Griffiths also mentioned progress on the CBDC front during the Treasury Committee meeting earlier this month, stating: “I want to see us establish a regime—and this is within the FSM Bill—for the wholesale use for payment purposes of stablecoins. The Government
will be coming forward with a consultation document about the regulation of the crypto-asset sector in general, but also, in conjunction with the Bank of England, about what we should do about a sovereign digital currency.”
This comment aligns with Whitworth’s stance that in the same way that crypto regulation has progressed from a potential policy discussion into questions of technical challenges around implementation, to seeing governments pulling apart the finer details
of technological requirements, shows progress. “While we don’t know what the final product will look like in the future, the fact that it's moving out of central banks into the public or the political domain, shows at least that there's a desire to make this
happen. Who knows what will come out of this political process, but progress is quite a big step for these jurisdictions.”

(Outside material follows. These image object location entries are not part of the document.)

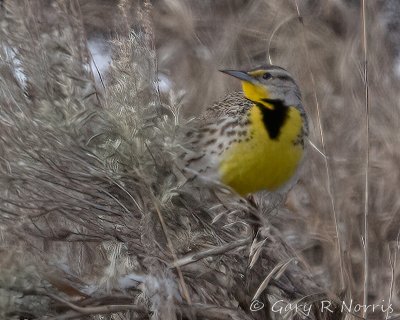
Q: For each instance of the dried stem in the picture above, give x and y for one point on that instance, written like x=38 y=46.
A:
x=366 y=200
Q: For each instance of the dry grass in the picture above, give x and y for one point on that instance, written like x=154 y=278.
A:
x=95 y=215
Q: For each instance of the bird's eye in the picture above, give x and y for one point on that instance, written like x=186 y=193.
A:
x=267 y=76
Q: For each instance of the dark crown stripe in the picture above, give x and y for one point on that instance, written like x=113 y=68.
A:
x=273 y=119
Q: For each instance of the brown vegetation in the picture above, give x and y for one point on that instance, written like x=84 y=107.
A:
x=95 y=217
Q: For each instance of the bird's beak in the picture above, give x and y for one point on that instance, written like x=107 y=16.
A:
x=242 y=75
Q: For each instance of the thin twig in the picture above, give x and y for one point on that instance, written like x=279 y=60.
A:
x=174 y=256
x=327 y=166
x=366 y=211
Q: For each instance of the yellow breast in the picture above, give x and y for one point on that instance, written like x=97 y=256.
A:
x=262 y=163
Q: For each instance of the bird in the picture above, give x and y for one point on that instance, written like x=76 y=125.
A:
x=253 y=139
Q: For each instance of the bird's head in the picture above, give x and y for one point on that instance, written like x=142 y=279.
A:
x=268 y=82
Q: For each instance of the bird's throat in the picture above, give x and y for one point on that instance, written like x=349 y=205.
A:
x=273 y=118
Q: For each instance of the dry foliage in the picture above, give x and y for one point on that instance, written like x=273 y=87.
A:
x=96 y=220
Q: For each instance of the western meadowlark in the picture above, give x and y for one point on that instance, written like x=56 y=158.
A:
x=251 y=140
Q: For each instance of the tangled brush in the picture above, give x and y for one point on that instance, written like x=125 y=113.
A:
x=96 y=219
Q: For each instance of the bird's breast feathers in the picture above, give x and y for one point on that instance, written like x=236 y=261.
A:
x=260 y=160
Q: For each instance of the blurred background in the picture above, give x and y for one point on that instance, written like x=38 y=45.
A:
x=193 y=39
x=324 y=214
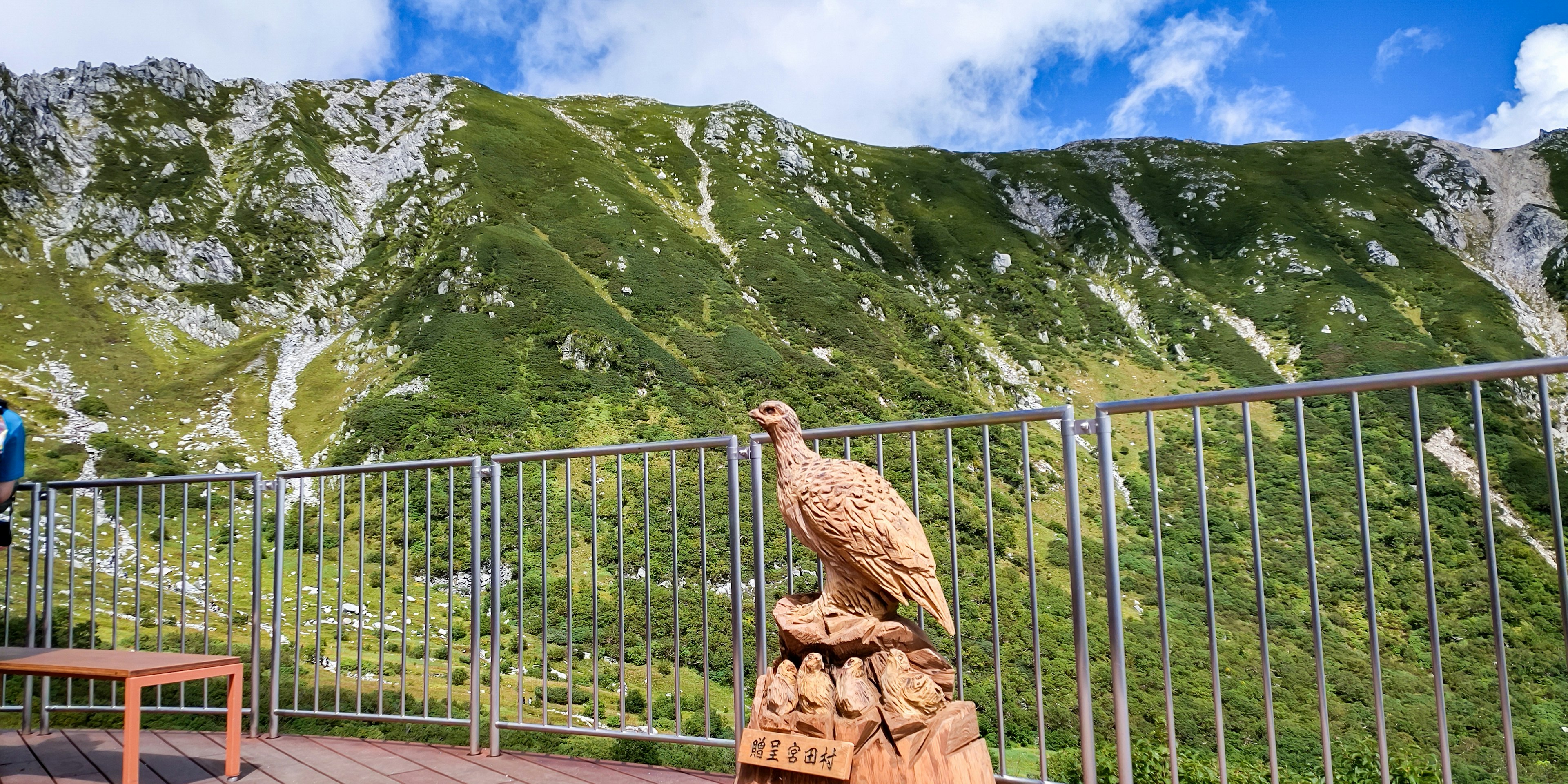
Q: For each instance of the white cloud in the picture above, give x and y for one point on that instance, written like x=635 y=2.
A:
x=905 y=73
x=1542 y=80
x=1401 y=43
x=1181 y=62
x=274 y=40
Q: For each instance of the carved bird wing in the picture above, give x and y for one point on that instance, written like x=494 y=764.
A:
x=853 y=509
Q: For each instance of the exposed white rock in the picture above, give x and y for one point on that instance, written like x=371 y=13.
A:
x=1445 y=446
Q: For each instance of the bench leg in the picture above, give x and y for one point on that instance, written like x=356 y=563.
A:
x=131 y=764
x=231 y=744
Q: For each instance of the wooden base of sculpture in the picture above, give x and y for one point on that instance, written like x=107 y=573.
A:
x=904 y=731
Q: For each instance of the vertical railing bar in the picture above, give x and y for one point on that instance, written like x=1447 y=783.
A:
x=476 y=608
x=1312 y=588
x=452 y=599
x=915 y=507
x=702 y=513
x=760 y=584
x=496 y=672
x=571 y=661
x=521 y=700
x=736 y=623
x=338 y=573
x=430 y=482
x=996 y=626
x=1034 y=592
x=1086 y=698
x=321 y=567
x=1118 y=662
x=1550 y=446
x=648 y=599
x=1432 y=590
x=620 y=576
x=382 y=604
x=1374 y=647
x=593 y=590
x=1260 y=593
x=1208 y=595
x=1499 y=642
x=280 y=540
x=675 y=587
x=402 y=647
x=1159 y=595
x=952 y=552
x=360 y=617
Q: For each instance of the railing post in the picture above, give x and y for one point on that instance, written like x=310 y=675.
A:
x=256 y=604
x=476 y=612
x=40 y=493
x=280 y=535
x=494 y=480
x=737 y=625
x=758 y=562
x=1079 y=604
x=49 y=603
x=1118 y=664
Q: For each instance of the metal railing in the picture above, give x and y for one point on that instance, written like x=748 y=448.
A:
x=380 y=576
x=968 y=477
x=156 y=564
x=1294 y=422
x=21 y=595
x=657 y=504
x=418 y=523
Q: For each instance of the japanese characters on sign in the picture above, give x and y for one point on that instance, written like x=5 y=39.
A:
x=805 y=755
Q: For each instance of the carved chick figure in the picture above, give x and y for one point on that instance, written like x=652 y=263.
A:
x=872 y=548
x=814 y=686
x=857 y=695
x=782 y=695
x=907 y=690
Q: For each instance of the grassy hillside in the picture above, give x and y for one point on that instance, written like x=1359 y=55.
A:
x=328 y=274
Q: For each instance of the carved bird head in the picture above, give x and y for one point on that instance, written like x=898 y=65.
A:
x=775 y=418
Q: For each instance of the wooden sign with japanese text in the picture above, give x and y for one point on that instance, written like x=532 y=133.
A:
x=799 y=753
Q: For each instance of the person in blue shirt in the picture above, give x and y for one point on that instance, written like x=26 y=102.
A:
x=13 y=461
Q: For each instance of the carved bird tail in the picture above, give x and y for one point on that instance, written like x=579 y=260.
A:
x=927 y=593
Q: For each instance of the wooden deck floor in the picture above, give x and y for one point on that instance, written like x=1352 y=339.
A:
x=196 y=758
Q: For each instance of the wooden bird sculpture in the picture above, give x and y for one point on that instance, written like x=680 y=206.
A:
x=907 y=690
x=814 y=686
x=782 y=695
x=872 y=548
x=855 y=695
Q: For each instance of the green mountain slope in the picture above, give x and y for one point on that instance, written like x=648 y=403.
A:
x=239 y=274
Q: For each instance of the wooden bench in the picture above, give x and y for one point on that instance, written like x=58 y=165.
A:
x=137 y=670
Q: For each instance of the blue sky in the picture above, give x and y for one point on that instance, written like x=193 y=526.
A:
x=968 y=74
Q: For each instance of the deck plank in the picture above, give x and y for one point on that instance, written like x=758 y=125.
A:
x=278 y=764
x=62 y=760
x=521 y=767
x=106 y=752
x=432 y=758
x=388 y=761
x=170 y=763
x=327 y=761
x=18 y=764
x=659 y=775
x=207 y=752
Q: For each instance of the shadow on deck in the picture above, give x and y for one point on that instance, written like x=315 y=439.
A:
x=196 y=758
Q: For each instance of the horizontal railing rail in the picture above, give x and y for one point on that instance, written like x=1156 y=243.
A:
x=524 y=524
x=385 y=593
x=125 y=567
x=353 y=653
x=1296 y=424
x=1023 y=642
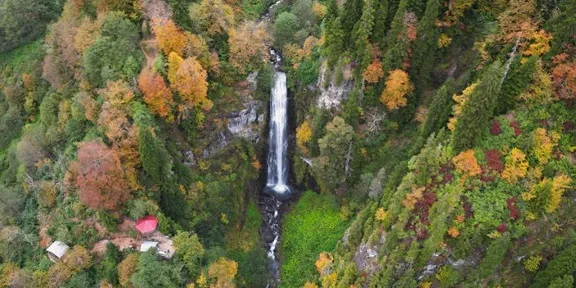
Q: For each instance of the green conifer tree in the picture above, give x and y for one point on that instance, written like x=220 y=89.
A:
x=380 y=18
x=425 y=46
x=350 y=15
x=333 y=32
x=155 y=159
x=478 y=109
x=517 y=80
x=438 y=111
x=396 y=42
x=362 y=34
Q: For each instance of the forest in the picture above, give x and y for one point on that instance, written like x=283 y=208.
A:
x=428 y=143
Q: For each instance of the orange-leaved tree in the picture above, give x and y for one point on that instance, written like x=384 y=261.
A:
x=99 y=177
x=248 y=45
x=398 y=86
x=467 y=164
x=564 y=77
x=169 y=36
x=190 y=82
x=516 y=166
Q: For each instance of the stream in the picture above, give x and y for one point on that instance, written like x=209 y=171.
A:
x=277 y=189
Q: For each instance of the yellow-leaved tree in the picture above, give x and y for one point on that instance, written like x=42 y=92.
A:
x=516 y=166
x=398 y=86
x=543 y=144
x=248 y=45
x=457 y=108
x=303 y=136
x=170 y=38
x=467 y=164
x=190 y=82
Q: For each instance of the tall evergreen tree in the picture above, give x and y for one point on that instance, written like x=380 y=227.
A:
x=155 y=159
x=439 y=110
x=478 y=109
x=517 y=80
x=362 y=34
x=350 y=15
x=333 y=32
x=380 y=19
x=425 y=45
x=396 y=42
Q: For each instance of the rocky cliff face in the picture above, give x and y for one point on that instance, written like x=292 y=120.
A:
x=245 y=122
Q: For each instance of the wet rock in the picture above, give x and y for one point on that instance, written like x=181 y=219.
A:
x=246 y=123
x=189 y=159
x=376 y=184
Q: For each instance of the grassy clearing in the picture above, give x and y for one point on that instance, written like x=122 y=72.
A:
x=314 y=225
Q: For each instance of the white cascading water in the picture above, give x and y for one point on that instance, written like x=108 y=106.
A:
x=278 y=137
x=277 y=178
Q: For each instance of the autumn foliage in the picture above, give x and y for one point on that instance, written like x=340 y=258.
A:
x=248 y=45
x=516 y=166
x=398 y=86
x=373 y=72
x=467 y=164
x=564 y=77
x=99 y=177
x=191 y=84
x=303 y=135
x=156 y=94
x=170 y=37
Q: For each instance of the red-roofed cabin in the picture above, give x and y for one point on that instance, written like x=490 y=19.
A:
x=147 y=225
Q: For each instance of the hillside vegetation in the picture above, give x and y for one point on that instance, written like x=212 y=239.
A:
x=435 y=140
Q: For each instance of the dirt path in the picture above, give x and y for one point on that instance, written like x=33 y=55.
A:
x=150 y=49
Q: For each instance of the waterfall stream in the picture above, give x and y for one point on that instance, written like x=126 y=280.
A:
x=277 y=187
x=278 y=137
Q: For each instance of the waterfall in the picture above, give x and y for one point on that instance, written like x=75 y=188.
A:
x=278 y=137
x=277 y=177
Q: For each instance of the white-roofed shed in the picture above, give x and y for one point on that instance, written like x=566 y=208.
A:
x=56 y=250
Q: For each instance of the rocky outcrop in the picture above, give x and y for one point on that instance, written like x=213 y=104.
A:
x=246 y=123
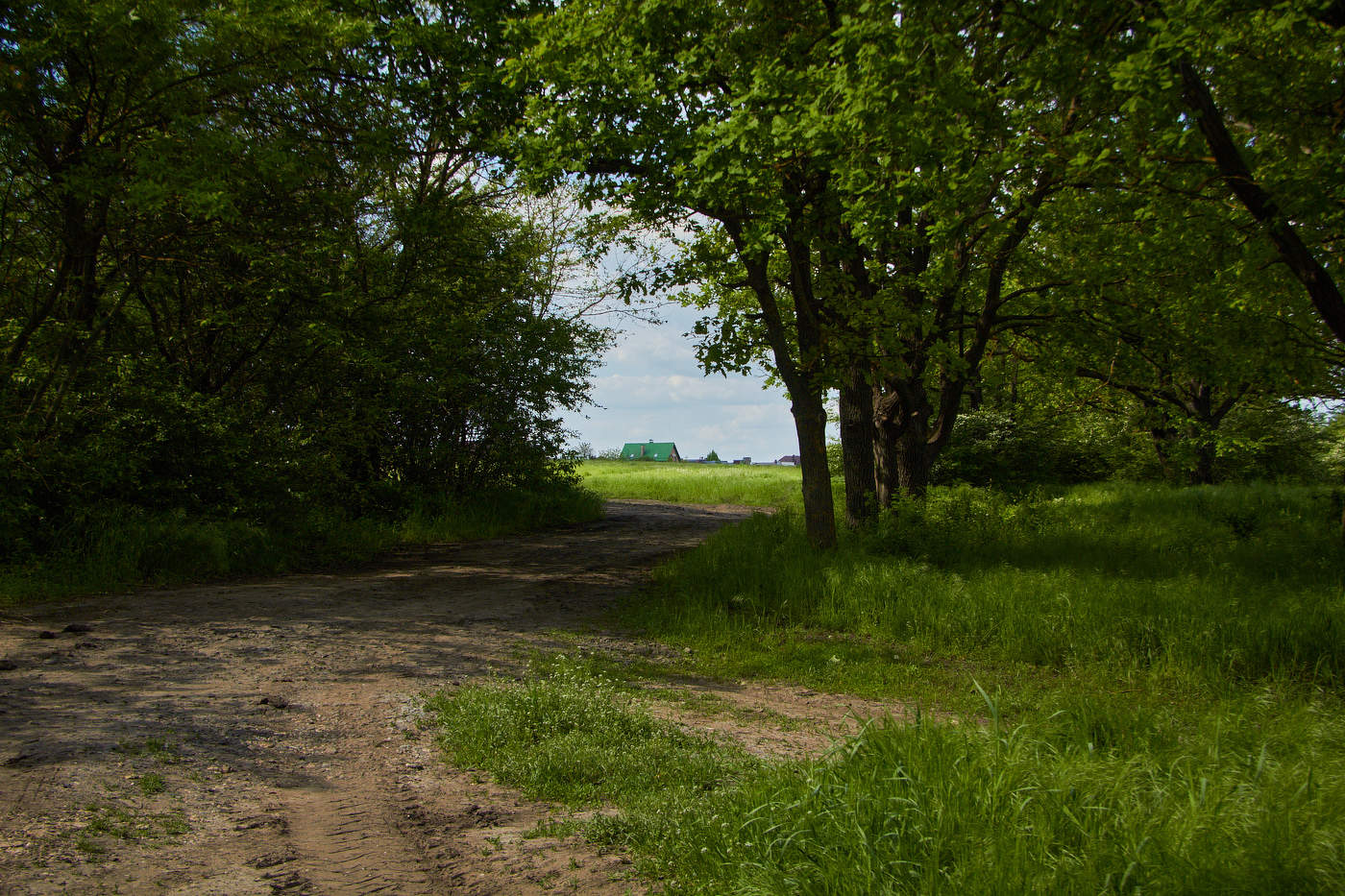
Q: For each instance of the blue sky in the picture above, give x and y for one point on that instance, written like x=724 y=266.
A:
x=651 y=388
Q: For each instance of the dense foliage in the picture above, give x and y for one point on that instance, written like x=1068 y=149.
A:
x=877 y=198
x=253 y=265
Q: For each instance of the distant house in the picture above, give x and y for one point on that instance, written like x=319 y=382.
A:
x=649 y=451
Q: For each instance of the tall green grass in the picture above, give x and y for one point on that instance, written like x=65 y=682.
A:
x=1251 y=799
x=111 y=547
x=1210 y=586
x=695 y=483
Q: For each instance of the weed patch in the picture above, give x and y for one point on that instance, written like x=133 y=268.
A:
x=1058 y=805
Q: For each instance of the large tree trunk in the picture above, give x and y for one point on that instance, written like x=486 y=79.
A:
x=861 y=499
x=885 y=432
x=904 y=446
x=810 y=422
x=915 y=458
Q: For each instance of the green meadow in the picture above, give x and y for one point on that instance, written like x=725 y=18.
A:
x=1107 y=688
x=695 y=483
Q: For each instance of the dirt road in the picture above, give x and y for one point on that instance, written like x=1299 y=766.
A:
x=261 y=738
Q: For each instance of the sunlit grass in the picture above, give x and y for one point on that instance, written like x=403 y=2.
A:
x=695 y=483
x=1244 y=797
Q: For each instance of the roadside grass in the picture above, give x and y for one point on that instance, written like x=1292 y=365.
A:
x=1116 y=688
x=1190 y=591
x=928 y=808
x=116 y=546
x=695 y=483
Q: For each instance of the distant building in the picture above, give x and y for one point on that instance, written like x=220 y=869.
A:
x=649 y=451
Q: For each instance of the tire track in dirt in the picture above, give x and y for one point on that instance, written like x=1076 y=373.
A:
x=261 y=736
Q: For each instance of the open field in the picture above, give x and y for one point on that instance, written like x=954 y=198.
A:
x=1109 y=688
x=695 y=483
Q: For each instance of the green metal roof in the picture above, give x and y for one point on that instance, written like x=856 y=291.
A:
x=648 y=451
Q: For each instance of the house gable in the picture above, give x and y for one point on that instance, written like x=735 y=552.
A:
x=649 y=451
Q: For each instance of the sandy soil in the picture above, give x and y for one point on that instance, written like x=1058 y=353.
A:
x=262 y=738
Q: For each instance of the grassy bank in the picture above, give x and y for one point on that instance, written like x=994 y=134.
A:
x=1123 y=689
x=930 y=808
x=114 y=547
x=695 y=483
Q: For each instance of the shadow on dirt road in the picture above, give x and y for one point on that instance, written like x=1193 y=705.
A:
x=261 y=738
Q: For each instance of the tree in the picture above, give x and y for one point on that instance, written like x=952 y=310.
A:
x=675 y=110
x=251 y=264
x=1253 y=93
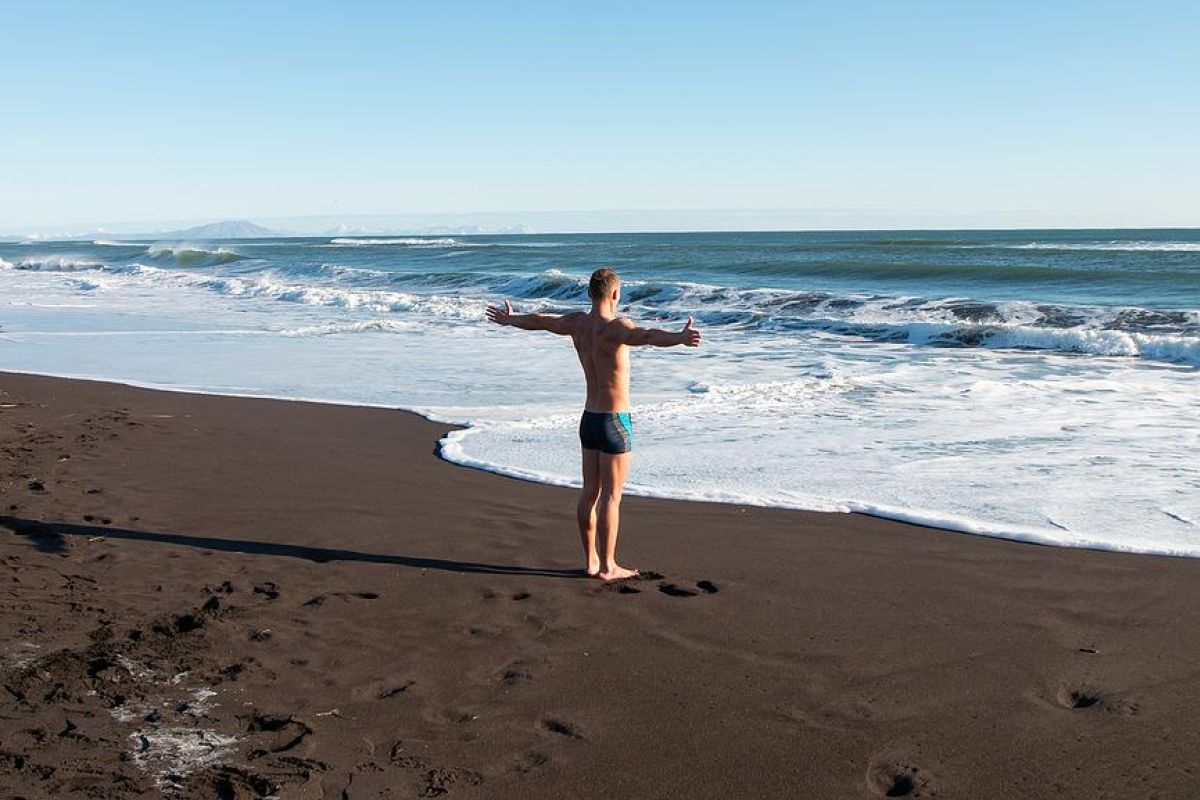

Friedman adds that while CBDC is likely to look very different in some non-G20 countries compared to places like the UK or EU, she says that all indications suggest that we’re going to see continued discussions on the policy front if not actual pilots.
Friedman concludes: “I think the UK Government in particular has been very strong on public-private engagement and we look forward to continuing to engage with them on these issues and participate in those conversations.”